In casual conversation not long ago, the subject of tomboys came up. I confessed to being one as a kid, and I cringed. Because I hate that word. It’s simplistic and unfair to children of every stripe and sex, as though being rough-and-tumble and running around in divided legwear somehow defines boyness and outright negates girlness. (Not girliness, another word I hate.)
But I’m using it because that’s what everyone called me back then — to others and to my face, not cruelly but matter-of-factly, the way entomologists might identify a really hairy subspecies of caterpillar — and because there is no other term to describe what and who I was relative to the shellacked, starchy model of femininity that had held sway for decades.
In the 1960s, little girls wore dresses. They just did. From birth. And they had long hair. Perfectly combed, accessorized with pink barrettes. From birth. In addition, girls did not play baseball. Or run around barefoot through the woods, breaking their toes. Or collect Matchbox and Hot Wheels cars, racing them them down the looping plastic track straight across the living room floor while their parents carefully dodged them. Instead, girls collected dolls and sat on their bedroom floors in their plaid cotton skirts, playing with them. Not me. Instead I owned just one, a Barbie, who sat neglected on a shelf for most of her short, sad, plasticky life until I grabbed a pair of paper scissors and cut her hair to a jagged bob — same as I’d done to myself, not long before.
I never understood the term “tomboy” because I never wanted to be a boy, and I never saw my own, beautiful mother — with her short hair, sinewy arms and stick-to-it-ive disposition — as any less of a woman for being adventurous and tough. It made her MORE of a woman as I understood women to be: capable, adaptable and real, with dirt under their fingernails and salt on their brow and unstoppable spunk in the face of difficulty. “Horses sweat, men perspire, and ladies glow,” she used to say, with perfect irony, because she and I both sweated buckets.

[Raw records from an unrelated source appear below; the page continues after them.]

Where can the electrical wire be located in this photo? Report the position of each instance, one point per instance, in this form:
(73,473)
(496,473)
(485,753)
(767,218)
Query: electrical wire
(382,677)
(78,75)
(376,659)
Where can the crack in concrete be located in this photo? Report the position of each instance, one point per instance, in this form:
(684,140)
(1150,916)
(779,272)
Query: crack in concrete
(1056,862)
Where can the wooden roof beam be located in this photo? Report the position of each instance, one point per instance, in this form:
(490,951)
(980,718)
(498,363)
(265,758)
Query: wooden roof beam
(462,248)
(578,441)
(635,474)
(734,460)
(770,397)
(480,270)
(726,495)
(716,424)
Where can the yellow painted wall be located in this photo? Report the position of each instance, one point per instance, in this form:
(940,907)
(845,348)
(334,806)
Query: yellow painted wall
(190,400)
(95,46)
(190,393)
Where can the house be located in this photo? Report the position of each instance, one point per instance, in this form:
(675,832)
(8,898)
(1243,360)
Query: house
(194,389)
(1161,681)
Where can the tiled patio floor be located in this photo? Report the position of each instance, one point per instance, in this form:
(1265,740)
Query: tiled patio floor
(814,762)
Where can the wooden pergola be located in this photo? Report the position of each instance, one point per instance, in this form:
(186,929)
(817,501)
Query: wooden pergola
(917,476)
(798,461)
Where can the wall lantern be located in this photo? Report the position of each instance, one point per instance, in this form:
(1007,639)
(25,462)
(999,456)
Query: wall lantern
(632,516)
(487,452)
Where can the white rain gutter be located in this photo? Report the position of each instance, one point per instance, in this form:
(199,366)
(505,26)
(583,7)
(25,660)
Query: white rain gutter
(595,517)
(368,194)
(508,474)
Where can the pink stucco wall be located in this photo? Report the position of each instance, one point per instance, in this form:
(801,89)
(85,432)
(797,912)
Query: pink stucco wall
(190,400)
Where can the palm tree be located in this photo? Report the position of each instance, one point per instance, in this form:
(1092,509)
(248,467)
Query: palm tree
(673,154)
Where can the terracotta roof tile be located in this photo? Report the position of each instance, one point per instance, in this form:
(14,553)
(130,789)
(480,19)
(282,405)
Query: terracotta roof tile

“Earthy” was Mama’s highest praise for anyone, and that’s what she was, always digging down and building things from the ground up, always articulating the truth and nothing but, always handling any and all crises with humor and fortitude. She often went barefoot. She usually wore pants. She wasn’t a tomboy; she was a hot-shit kick-ass Jeanne-Woman, female and proud, happy to have put her procreative plumbing to use in the most traditional and joyous ways. “Aren’t you glad you’re a girl?” she asked after my oldest was born — the only one of my children she ever met in the flesh, having died only eight months later. All I could say was yes. Yes Yes Yes Yes Yes.
I always did. I just didn’t like being a girl who wore dresses and couldn’t play ball. I liked the freedom of pants. I liked the way I they protected me from bearing my undies to the world, which never struck me as all that difficult or radical a concept, and I never understood why so many people had trouble with it.
Now that I’m older and fonder of skirts and dresses, I still don’t understand it. To me this is an issue apart from the recent, important and heightened sensitivity to transgender people, which is a long time coming — and God bless Bruce Jenner for his stunning and dauntless candor. But what Bruce wears matters a whole lot less than how Bruce feels. It isn’t the heels in his closet that make him a woman, and he was no less a woman inside when he was competing in the Olympics. He was simply a world-class athlete, muscular and spring-wound and fleet, and he would have been no matter where his gender compass pointed or what sort of clothing he wore.
I leave you with the words of Pope Nicholas I, who had this to say about women in breeches. “For whether you or your women wear or do not wear trousers,” he wrote, “neither impedes your salvation nor leads to any increase of your virtue.”
He said said this more than 1,100 years ago. And he didn’t call anyone a tomboy.